As many smokers consider going cold turkey and abruptly quitting their smoking habit this holiday season, new evidence is emerging that committing to a long-term course of smoking cessation treatment that includes reducing smoking may be a more effective strategy than short-term treatment options.
In a study published today in the Archives of Internal Medicine, Anne M. Joseph, MD, MPH, of the University of Minnesota, and her colleagues randomly assigned smokers to receive 1 year of telephone-based care, including counseling and medication, or the usual smoking cessation treatment, which involves just 8 weeks of telephone-based care and medication. While most smoking cessation programs focus on total abstinence, the long-term care group in the study included strategies for different contingencies: when smokers were abstinent, when they had relapsed but were smoking less, or when they had resumed smoking at the same levels they had engaged in before they attempted to quit. At 18 months after the trial started, 30.2% of the smokers who received long-term care reported that they had not smoked in 6 months, compared with 23.5% in the usual-care group. Dr Joseph discussed the results with news@JAMA.
news@JAMA: Why do you believe the strategy involving longer-term care was more successful than usual care?
Dr Joseph: There are a number of hypotheses. They got more intensive treatment—almost double number of calls from a counselor, more minutes with the counselor on the phone, and more pharmacotherapy. We also tried to use same counselor for each patient over the course of treatment, and some of the patients developed a sense of accountability to that person. A lot of the patients talked about that as one of the things that was useful to them.
news@JAMA: Why did you include the smoking-reduction element?
Dr Joseph: We want to keep our eye on the prize of being abstinent but incorporate clinically relevant behavior we see in smokers. It’s common when people are trying to quit and are unsuccessful that there is a period where they smoke less before they go back to their previous levels of smoking. In a traditional cessation treatment paradigm, we’d call that a failure and the person would go back to smoking. In this model, we continue to work with them in an ongoing fashion. We ask them to set another quit date, which they are sometimes immediately able to do. Other times we ask if they could continue smoking at a reduced rate with the goal of quitting in the future.
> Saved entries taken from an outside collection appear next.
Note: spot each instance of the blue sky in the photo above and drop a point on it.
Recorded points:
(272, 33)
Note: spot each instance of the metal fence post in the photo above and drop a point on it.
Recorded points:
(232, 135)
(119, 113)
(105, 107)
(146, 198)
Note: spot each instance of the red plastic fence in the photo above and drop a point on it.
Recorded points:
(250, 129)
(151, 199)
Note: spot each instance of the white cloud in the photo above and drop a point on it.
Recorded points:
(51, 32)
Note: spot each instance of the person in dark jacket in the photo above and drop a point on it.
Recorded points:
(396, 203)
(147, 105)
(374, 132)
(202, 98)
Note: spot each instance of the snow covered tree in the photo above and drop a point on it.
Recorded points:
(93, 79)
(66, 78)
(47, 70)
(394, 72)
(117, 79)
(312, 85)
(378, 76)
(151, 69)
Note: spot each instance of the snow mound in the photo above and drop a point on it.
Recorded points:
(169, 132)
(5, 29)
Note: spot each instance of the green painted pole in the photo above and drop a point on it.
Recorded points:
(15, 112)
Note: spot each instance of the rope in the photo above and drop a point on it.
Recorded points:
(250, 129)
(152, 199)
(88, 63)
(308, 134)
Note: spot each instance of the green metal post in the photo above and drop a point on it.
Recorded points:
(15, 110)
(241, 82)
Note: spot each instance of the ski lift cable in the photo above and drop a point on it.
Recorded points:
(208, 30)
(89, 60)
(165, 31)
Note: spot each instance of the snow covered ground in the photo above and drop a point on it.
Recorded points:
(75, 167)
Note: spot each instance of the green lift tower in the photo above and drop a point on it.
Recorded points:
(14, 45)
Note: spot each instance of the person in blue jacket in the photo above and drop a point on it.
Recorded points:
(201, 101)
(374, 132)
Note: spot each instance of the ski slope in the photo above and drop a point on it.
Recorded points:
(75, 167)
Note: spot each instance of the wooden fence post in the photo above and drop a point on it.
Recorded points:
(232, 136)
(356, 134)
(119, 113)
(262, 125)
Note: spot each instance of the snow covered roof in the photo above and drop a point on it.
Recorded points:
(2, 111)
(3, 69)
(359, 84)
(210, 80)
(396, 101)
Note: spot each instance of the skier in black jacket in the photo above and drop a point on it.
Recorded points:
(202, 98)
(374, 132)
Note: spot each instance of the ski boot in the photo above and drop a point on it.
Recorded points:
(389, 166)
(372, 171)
news@JAMA: How might smoking reduction help smokers quit?
Dr Joseph: It might build confidence or it might reduce their dependence on nicotine. It also helped the counselors. When they encountered a patient who had reduced their smoking from 15 cigarettes a day to 5, the counselor could say, “That’s so much better than before. Let’s see if we can go further and get you to quit.” It’s similar to what a clinician would do with someone with high blood pressure who has lowered their blood pressure but still needs to lower it more. We’ve used this chronic disease model in lots of diseases, but it has been all or nothing with smoking cessation.
news@JAMA: How long is long enough?
Dr Joseph: Our intervention went on for a year. We were partly confined by feasibility. But in the long-term care group, through 12 months we were still adding sustained quitters. I would say it should be longer than a year or until the person stops.
news@JAMA: What do you think are the key take-home messages for clinicians and for individuals who would like to quit smoking?
Dr Joseph: For clinicians, once a patient expresses a desire to be a nonsmoker or to quit, it should be addressed at every visit. These data would suggest that we as clinicians would do better if we tried to tweak the cessation treatment at each visit. I would also tell patients that it often takes multiple attempts to be successful—on average, it takes 5 quit attempts—and you don’t have to go back to the pattern of smoking you had before the attempt. You can continue to try to modify your behavior.